Saturday, October 15, 2016

Limits


Sometimes you must realise your limits and the limitations of a wine you might be holding onto.  It’s so easy to put off opening a bottle waiting for the appropriate or better time.  Of course the wine is special to you, and you want to maximise the memories and meaning the bottle might represent.  But you must consider when is the best time to open the wine so it gives the best it can in a taste and balance sense.

So it was with the 2003 Escarpment Vineyard ‘Kupe’ Martinborough Pinot Noir.  It was the first release of this wine from newly planted vines.  It was the beginning of his new venture expressing what he wanted to do.  And SWMBO and The Young One were involved with me in bringing the grapes in.  It was back-breaking work as the vines were and still are low to the ground.

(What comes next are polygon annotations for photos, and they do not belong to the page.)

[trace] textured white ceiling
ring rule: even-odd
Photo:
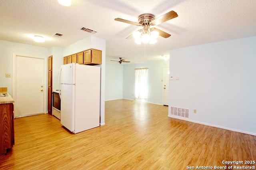
[[[174,10],[177,18],[155,27],[172,35],[154,45],[136,44],[126,38],[139,29],[114,20],[135,22],[151,13],[156,18]],[[86,27],[97,32],[80,30]],[[56,33],[61,37],[52,36]],[[34,42],[34,35],[46,38]],[[107,59],[122,57],[131,63],[159,59],[170,49],[256,36],[255,0],[0,0],[0,39],[45,47],[64,47],[93,35],[106,40]]]

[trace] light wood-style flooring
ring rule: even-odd
[[[168,110],[106,101],[106,125],[76,134],[48,114],[16,119],[15,145],[0,156],[0,169],[185,170],[256,160],[256,136],[171,118]]]

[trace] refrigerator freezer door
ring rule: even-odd
[[[72,132],[75,129],[75,85],[61,86],[60,123]]]
[[[100,67],[76,66],[74,133],[100,126]]]
[[[61,83],[74,84],[74,69],[76,65],[74,63],[65,64],[61,66]]]

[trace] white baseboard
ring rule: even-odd
[[[123,98],[119,98],[119,99],[108,99],[108,100],[105,100],[105,101],[111,101],[112,100],[119,100],[120,99],[123,99]]]
[[[215,127],[218,128],[222,128],[224,129],[228,130],[231,130],[234,132],[239,132],[240,133],[244,133],[246,134],[250,134],[251,135],[256,136],[256,133],[254,133],[251,132],[247,132],[246,131],[242,130],[239,129],[236,129],[232,128],[230,128],[227,127],[224,127],[222,126],[216,125],[212,125],[210,123],[205,123],[204,122],[199,122],[198,121],[193,121],[189,119],[188,119],[184,118],[183,117],[179,117],[176,116],[168,114],[168,117],[172,117],[172,118],[178,119],[181,119],[184,121],[188,121],[189,122],[193,122],[194,123],[198,123],[199,124],[209,126],[212,127]]]
[[[154,104],[154,105],[164,105],[163,104],[156,103],[153,103],[153,102],[150,102],[147,101],[140,101],[140,100],[136,100],[136,99],[127,99],[127,98],[123,98],[122,99],[126,99],[126,100],[131,100],[131,101],[141,101],[141,102],[145,102],[145,103],[148,103]]]

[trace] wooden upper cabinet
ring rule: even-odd
[[[72,63],[77,63],[77,54],[73,54],[72,55]]]
[[[65,57],[63,64],[71,63],[88,65],[97,65],[102,63],[102,51],[95,49],[90,49],[76,54]]]
[[[84,52],[84,64],[89,65],[101,64],[102,52],[100,50],[91,49]]]
[[[84,52],[84,63],[86,64],[92,62],[91,50],[86,50]]]
[[[65,57],[63,58],[63,64],[67,64],[68,63],[68,57]]]
[[[77,54],[77,63],[78,64],[84,63],[84,53],[82,52]]]
[[[72,56],[70,55],[69,56],[68,56],[68,57],[67,57],[67,63],[68,64],[70,64],[70,63],[72,63]]]

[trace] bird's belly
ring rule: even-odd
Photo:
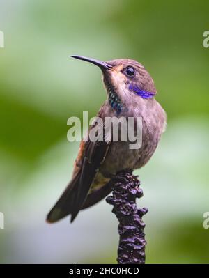
[[[136,169],[145,165],[154,153],[159,141],[157,133],[145,132],[141,146],[130,148],[130,141],[112,142],[100,171],[104,177],[109,177],[126,169]]]
[[[125,169],[134,169],[141,149],[130,149],[128,142],[113,142],[100,171],[106,177]]]

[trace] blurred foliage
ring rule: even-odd
[[[44,222],[78,147],[66,140],[67,119],[95,116],[105,100],[100,71],[70,58],[77,54],[134,59],[150,72],[169,125],[139,171],[151,208],[147,262],[208,263],[208,8],[202,0],[0,0],[0,262],[115,263],[116,221],[105,203],[70,226]]]

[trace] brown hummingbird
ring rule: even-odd
[[[68,215],[71,215],[72,222],[80,210],[96,203],[110,193],[109,182],[113,175],[123,169],[144,166],[154,153],[166,128],[166,114],[155,99],[157,91],[154,82],[141,63],[127,59],[103,62],[77,55],[72,57],[90,62],[102,70],[107,98],[98,116],[104,120],[114,116],[141,117],[142,142],[140,148],[130,149],[128,141],[112,141],[111,136],[109,141],[83,139],[72,180],[47,215],[49,223]],[[88,134],[89,131],[86,136]]]

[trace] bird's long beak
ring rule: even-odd
[[[93,59],[91,58],[84,57],[84,56],[72,55],[71,57],[93,63],[94,65],[100,67],[102,70],[110,70],[112,68],[112,66],[111,65],[109,65],[107,63],[102,62],[102,61]]]

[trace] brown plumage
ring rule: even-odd
[[[130,59],[101,62],[74,57],[102,69],[107,99],[98,116],[104,123],[106,117],[141,117],[142,144],[139,149],[130,149],[129,141],[113,141],[111,132],[107,134],[104,125],[102,141],[82,141],[72,180],[48,214],[49,222],[70,214],[72,222],[80,210],[98,202],[110,192],[108,182],[112,175],[123,169],[136,169],[145,165],[166,127],[165,112],[154,98],[156,89],[153,80],[142,65]],[[87,137],[95,125],[90,128]]]

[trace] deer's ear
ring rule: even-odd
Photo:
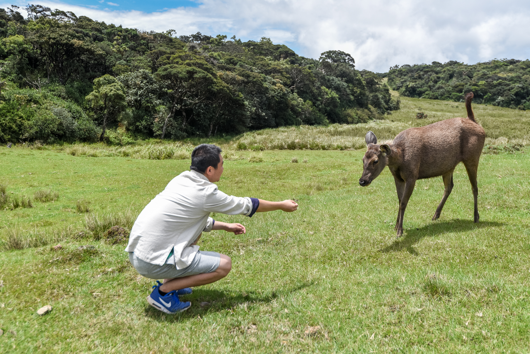
[[[392,153],[392,149],[388,144],[383,144],[379,147],[379,149],[384,152],[386,155],[391,155]]]
[[[377,138],[375,136],[374,132],[370,130],[366,133],[365,141],[366,141],[367,145],[369,144],[377,144]]]

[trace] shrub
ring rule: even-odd
[[[423,119],[427,118],[427,115],[423,112],[418,112],[416,113],[416,119]]]

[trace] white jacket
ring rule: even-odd
[[[228,196],[206,176],[195,171],[182,172],[149,202],[138,215],[125,249],[140,259],[177,269],[191,264],[199,246],[190,246],[201,232],[211,231],[210,213],[252,217],[259,201],[255,198]]]

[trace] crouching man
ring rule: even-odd
[[[202,232],[225,230],[244,234],[241,224],[215,221],[210,213],[251,217],[257,211],[294,211],[293,200],[272,202],[228,196],[217,189],[223,173],[221,149],[203,144],[191,153],[190,171],[173,179],[165,189],[142,210],[132,226],[129,244],[131,263],[143,276],[158,280],[147,302],[167,314],[191,306],[179,296],[190,294],[191,287],[224,278],[232,269],[230,257],[216,252],[199,251],[197,243]]]

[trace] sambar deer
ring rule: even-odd
[[[467,171],[475,202],[474,222],[479,222],[476,171],[484,147],[486,133],[476,121],[471,109],[473,93],[465,96],[466,118],[451,118],[420,128],[410,128],[399,134],[390,144],[377,145],[372,131],[365,139],[368,149],[363,157],[364,170],[359,184],[370,184],[388,166],[396,184],[399,211],[395,229],[403,234],[403,218],[416,181],[441,176],[445,191],[432,220],[440,217],[453,189],[453,172],[460,162]]]

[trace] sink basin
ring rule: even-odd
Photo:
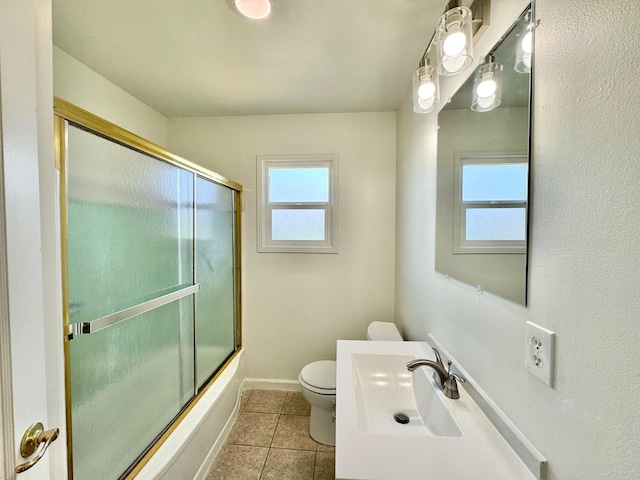
[[[458,437],[462,432],[425,375],[409,372],[413,355],[353,353],[358,428],[365,433]],[[424,367],[423,367],[424,368]],[[404,415],[400,423],[397,414]]]
[[[336,479],[535,480],[465,385],[446,398],[414,358],[435,360],[425,342],[338,340]]]

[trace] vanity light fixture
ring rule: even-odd
[[[487,55],[473,82],[471,110],[488,112],[500,105],[502,96],[502,65],[493,55]]]
[[[440,17],[437,27],[438,73],[457,75],[473,63],[473,15],[457,1]]]
[[[518,73],[531,73],[531,55],[533,53],[533,30],[537,22],[531,21],[531,10],[522,18],[519,26],[518,40],[516,42],[515,71]]]
[[[233,0],[236,10],[252,20],[262,20],[271,13],[271,0]]]
[[[411,80],[413,111],[416,113],[432,112],[440,101],[440,85],[438,73],[429,59],[424,57],[418,69],[413,72]]]

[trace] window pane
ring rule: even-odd
[[[464,165],[462,201],[526,200],[527,165]]]
[[[467,240],[525,240],[524,208],[468,208]]]
[[[272,240],[324,240],[324,210],[272,211]]]
[[[328,202],[329,168],[269,168],[269,202]]]

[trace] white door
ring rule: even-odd
[[[66,478],[49,0],[0,0],[2,478]],[[24,473],[27,427],[60,437]]]

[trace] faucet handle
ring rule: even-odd
[[[444,363],[442,363],[442,357],[440,356],[440,352],[438,351],[438,349],[436,347],[431,347],[431,350],[433,350],[433,353],[436,356],[436,362],[438,363],[438,365],[444,368]]]
[[[466,382],[466,380],[457,373],[451,373],[447,380],[444,382],[444,386],[442,389],[444,391],[445,397],[453,398],[454,400],[460,398],[460,392],[458,392],[458,383],[456,382],[456,380],[459,380],[463,383]]]

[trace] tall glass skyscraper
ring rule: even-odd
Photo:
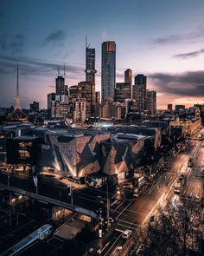
[[[133,99],[136,100],[138,111],[146,109],[146,85],[147,77],[142,74],[135,76],[135,84],[133,85]]]
[[[101,99],[114,98],[116,84],[116,43],[107,41],[102,43]]]
[[[95,49],[86,47],[86,81],[95,84]]]

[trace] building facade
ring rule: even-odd
[[[132,93],[138,111],[145,110],[146,84],[147,77],[145,75],[139,74],[135,76],[135,84],[133,85]]]
[[[116,83],[116,43],[113,41],[102,43],[101,100],[114,97]]]
[[[95,49],[86,48],[86,81],[95,84]]]
[[[86,102],[86,118],[95,116],[95,83],[92,82],[80,82],[78,83],[81,91],[81,98]]]
[[[146,90],[146,110],[151,114],[156,113],[156,92],[155,90]]]
[[[115,89],[115,101],[124,102],[125,99],[131,98],[131,84],[130,82],[117,82]]]

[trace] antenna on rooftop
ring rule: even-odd
[[[21,109],[20,95],[19,95],[19,75],[17,64],[17,80],[16,80],[16,109]]]

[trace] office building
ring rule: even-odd
[[[156,92],[155,90],[146,90],[146,110],[152,115],[156,113]]]
[[[81,88],[78,85],[73,85],[69,87],[69,97],[73,98],[81,98]]]
[[[86,47],[86,81],[95,84],[95,49]]]
[[[95,83],[92,82],[80,82],[78,83],[81,90],[81,98],[86,102],[86,118],[95,116]]]
[[[175,105],[175,112],[182,113],[185,111],[185,105]]]
[[[131,98],[132,98],[132,70],[128,69],[124,71],[124,82],[131,83]]]
[[[32,104],[29,104],[29,109],[30,109],[30,111],[33,111],[33,112],[39,112],[39,110],[40,110],[39,102],[33,102]]]
[[[102,43],[101,93],[102,102],[114,97],[116,83],[116,43],[112,41]]]
[[[83,123],[86,121],[86,99],[74,98],[73,99],[73,122]]]
[[[65,85],[65,78],[58,75],[55,78],[55,92],[57,95],[67,95],[67,85]]]
[[[130,82],[117,82],[115,89],[115,102],[124,102],[131,98],[131,84]]]
[[[136,100],[137,109],[138,111],[145,110],[146,83],[147,77],[145,75],[139,74],[135,76],[135,84],[132,87],[132,98]]]
[[[96,95],[96,106],[95,106],[95,116],[99,116],[99,108],[100,108],[100,92],[97,91],[95,93]]]

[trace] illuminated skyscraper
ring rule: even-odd
[[[132,70],[128,69],[124,71],[124,82],[130,82],[131,84]]]
[[[116,43],[113,41],[102,43],[101,93],[102,102],[114,97],[116,84]]]
[[[143,111],[145,109],[146,84],[147,77],[145,75],[140,74],[135,76],[132,94],[133,99],[136,100],[137,109],[138,111]]]
[[[155,90],[146,90],[146,110],[152,115],[156,113],[156,92]]]
[[[86,81],[95,84],[95,49],[89,48],[86,42]]]

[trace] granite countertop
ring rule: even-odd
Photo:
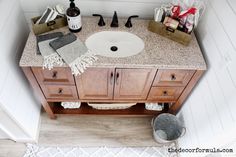
[[[94,63],[93,67],[156,67],[159,69],[206,70],[206,63],[194,34],[192,35],[193,39],[189,46],[184,46],[149,32],[147,29],[148,20],[133,19],[132,28],[126,28],[124,26],[126,19],[119,19],[118,28],[110,27],[110,18],[104,19],[106,22],[106,26],[104,27],[97,25],[98,20],[98,18],[94,17],[83,17],[82,31],[76,33],[76,35],[85,42],[90,35],[99,31],[126,31],[136,34],[143,39],[145,48],[139,54],[125,58],[98,56],[98,60]],[[63,33],[69,32],[67,27],[55,31],[61,31]],[[20,66],[38,67],[42,65],[43,57],[36,54],[36,38],[31,31],[22,53]]]

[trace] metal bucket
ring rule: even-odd
[[[163,113],[152,119],[153,137],[157,143],[171,143],[184,136],[186,128],[174,115]]]

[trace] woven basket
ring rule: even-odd
[[[130,108],[136,103],[88,103],[88,105],[98,110],[121,110]]]

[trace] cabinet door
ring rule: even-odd
[[[114,99],[145,100],[155,69],[116,69]]]
[[[80,99],[113,99],[113,68],[88,68],[76,77]]]

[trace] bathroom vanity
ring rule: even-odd
[[[206,63],[194,35],[189,46],[149,32],[148,20],[133,20],[133,27],[110,28],[111,19],[104,27],[97,26],[97,19],[82,19],[83,29],[76,35],[86,39],[100,31],[125,31],[139,36],[145,48],[139,54],[111,58],[98,56],[98,61],[82,75],[73,76],[67,65],[52,70],[43,69],[43,57],[36,54],[36,39],[31,32],[20,60],[27,79],[49,114],[121,114],[157,115],[162,112],[176,114],[193,87],[206,70]],[[57,31],[68,32],[67,27]],[[79,101],[79,109],[64,109],[58,102]],[[135,102],[137,105],[124,110],[97,110],[87,102]],[[150,111],[145,102],[168,104],[163,111]]]

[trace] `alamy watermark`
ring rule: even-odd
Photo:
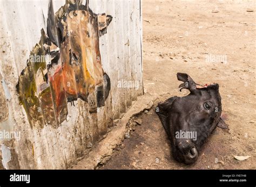
[[[175,133],[175,138],[176,139],[192,139],[194,141],[197,139],[197,131],[176,131]]]
[[[227,55],[215,55],[208,54],[205,57],[205,61],[210,63],[227,63]]]
[[[138,90],[139,88],[139,82],[138,81],[122,80],[117,81],[118,88],[134,88]]]
[[[18,141],[21,140],[21,132],[7,131],[5,130],[0,131],[0,139],[15,139]]]
[[[34,54],[33,55],[30,55],[29,56],[29,61],[31,62],[34,63],[40,63],[40,62],[48,62],[51,60],[51,55],[37,55]]]

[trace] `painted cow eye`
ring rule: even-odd
[[[204,107],[206,109],[209,110],[211,108],[211,104],[207,103],[204,104]]]

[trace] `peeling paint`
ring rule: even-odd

We had The Chairman with us, and there wasn’t go to be a better time to open my last bottle of the 2003 Kupe, unless we had Larry McKenna, the maker himself in our presence.  Off came the top, into the glasses, and then the tasting procedure.  Remarkably dark for a 13 year old wine.  Some garnet to the ruby-red.  Firm on the nose, the aromas of black and dark, savoury berry fruits.  Clearly in a secondary phase, but not in the tertiary.  Surprisingly, the whole bunch was not obvious, but then, Larry wasn’t as adventurous as he is today, and also young vines, so he wouldn’t want to mask or make too complex the fruit.  The Chairman felt the oak was out there.  I was OK on that.  Then firm and structured on palate, the mouthfeel a little dry and firm.  The fruit definitely starting to dry.  But this was holding it all together and within limits.  I would have liked to have drunk this around 2010 at latest, really.  It would have been at its best level of pleasure.